Device Memory

Note

The amount of Local, MSMC and DDR that is available for OpenCL use may change from release to release. The amount available for OpenCL use can be queried from the OpenCL runtime. This is illustrated in the platform example shipped with the product: /usr/share/ti/examples/opencl/platforms.

The following device components are relevant to the memory discussion for OpenCL.
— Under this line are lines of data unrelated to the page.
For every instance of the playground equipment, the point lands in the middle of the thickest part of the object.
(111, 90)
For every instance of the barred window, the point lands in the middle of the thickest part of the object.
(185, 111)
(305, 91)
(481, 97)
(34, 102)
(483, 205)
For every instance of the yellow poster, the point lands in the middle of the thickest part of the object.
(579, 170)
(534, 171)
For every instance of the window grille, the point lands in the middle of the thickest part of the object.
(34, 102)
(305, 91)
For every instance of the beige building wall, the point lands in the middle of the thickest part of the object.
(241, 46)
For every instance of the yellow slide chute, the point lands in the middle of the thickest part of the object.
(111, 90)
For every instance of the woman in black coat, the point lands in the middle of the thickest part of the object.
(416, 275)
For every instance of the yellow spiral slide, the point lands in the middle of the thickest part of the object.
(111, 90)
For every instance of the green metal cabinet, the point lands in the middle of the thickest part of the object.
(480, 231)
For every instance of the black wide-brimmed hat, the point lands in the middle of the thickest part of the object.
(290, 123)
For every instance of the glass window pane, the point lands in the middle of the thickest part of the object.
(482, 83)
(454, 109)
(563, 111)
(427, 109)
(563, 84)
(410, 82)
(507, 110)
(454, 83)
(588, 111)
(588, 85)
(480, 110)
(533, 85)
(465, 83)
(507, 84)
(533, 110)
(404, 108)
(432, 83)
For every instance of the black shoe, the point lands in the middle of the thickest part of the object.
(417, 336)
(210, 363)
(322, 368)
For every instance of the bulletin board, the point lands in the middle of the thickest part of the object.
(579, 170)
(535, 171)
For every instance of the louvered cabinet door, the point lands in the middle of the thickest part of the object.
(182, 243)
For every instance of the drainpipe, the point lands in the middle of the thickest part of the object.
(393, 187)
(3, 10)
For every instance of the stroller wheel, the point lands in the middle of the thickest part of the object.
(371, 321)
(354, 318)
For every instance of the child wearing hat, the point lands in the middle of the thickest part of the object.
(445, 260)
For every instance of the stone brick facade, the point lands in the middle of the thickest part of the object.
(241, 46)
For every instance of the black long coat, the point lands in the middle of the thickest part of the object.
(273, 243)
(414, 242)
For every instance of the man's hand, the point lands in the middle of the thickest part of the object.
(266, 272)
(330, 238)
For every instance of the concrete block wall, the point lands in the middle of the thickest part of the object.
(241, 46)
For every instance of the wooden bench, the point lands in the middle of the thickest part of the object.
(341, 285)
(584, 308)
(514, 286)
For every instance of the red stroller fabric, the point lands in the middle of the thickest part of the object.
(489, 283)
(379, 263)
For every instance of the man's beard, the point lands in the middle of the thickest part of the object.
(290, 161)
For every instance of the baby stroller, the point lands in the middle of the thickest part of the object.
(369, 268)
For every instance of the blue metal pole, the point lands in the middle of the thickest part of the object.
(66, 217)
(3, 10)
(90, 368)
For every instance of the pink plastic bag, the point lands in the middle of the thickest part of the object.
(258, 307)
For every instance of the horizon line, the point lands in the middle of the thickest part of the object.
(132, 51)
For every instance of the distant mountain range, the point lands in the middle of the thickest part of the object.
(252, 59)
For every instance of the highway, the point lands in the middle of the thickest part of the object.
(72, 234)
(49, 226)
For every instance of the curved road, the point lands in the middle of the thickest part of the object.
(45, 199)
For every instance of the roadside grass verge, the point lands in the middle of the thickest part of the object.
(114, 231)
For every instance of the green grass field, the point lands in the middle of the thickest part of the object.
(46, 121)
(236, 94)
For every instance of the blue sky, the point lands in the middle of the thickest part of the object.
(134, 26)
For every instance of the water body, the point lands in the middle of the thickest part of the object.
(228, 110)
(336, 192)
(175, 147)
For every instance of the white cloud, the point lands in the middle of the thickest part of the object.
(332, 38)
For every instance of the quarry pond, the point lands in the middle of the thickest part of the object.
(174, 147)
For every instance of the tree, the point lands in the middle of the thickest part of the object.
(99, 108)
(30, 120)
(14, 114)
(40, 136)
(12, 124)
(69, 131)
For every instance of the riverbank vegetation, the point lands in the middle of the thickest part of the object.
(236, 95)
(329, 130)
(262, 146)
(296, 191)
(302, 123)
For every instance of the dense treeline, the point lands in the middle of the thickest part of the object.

Attribute 66AK2H 66AK2L 66AK2E 66AK2G AM572x
ARM A15 CPU cores 4 2 4 1 2
C66 DSP cores 8 4 1 1 2
L1P per C66 core 32KB 32KB 32KB 32KB 32KB
L1D per C66 core 32KB 32KB 32KB 32KB 32KB
L2 cache shared across ARM cores 4MB 1MB 4MB 512KB 2MB
L2 memory per C66 core 1MB 1MB 512KB 1MB 288KB
DDR3 available up to 8GB up to 8GB up to 8GB 2GB 2GB
On-chip shared memory 6MB 2MB 2MB 1MB 1MB

The L1 and L2 memory areas in the C66x cores can be configured as all cache, all scratchpad or partitioned with both. For OpenCL applications, this partition defaults to the following values for each C66x core:

Attribute 66AK2H 66AK2L 66AK2E 66AK2G AM57x
L1P cache 32KB 32KB 32KB 32KB 32KB
L1D cache 32KB 32KB 32KB 32KB 32KB
L2 cache 128KB 128KB 128KB 128KB 128KB
L2 reserved 128KB 128KB 128KB 64KB 32KB
L2 available for OpenCL local buffers 768KB 768KB 256KB 832KB 128KB

Caching

The below image illustrates the memory regions in which OpenCL buffers may reside. Those regions are highlighted in blue. It also shows the paths from those regions through the caches to/from the C66x DSP cores. There are other busses for data movement on the device, for example to move data from ddr to L2 SRAM. This image, however, is focused on automatic data movement through cache memory.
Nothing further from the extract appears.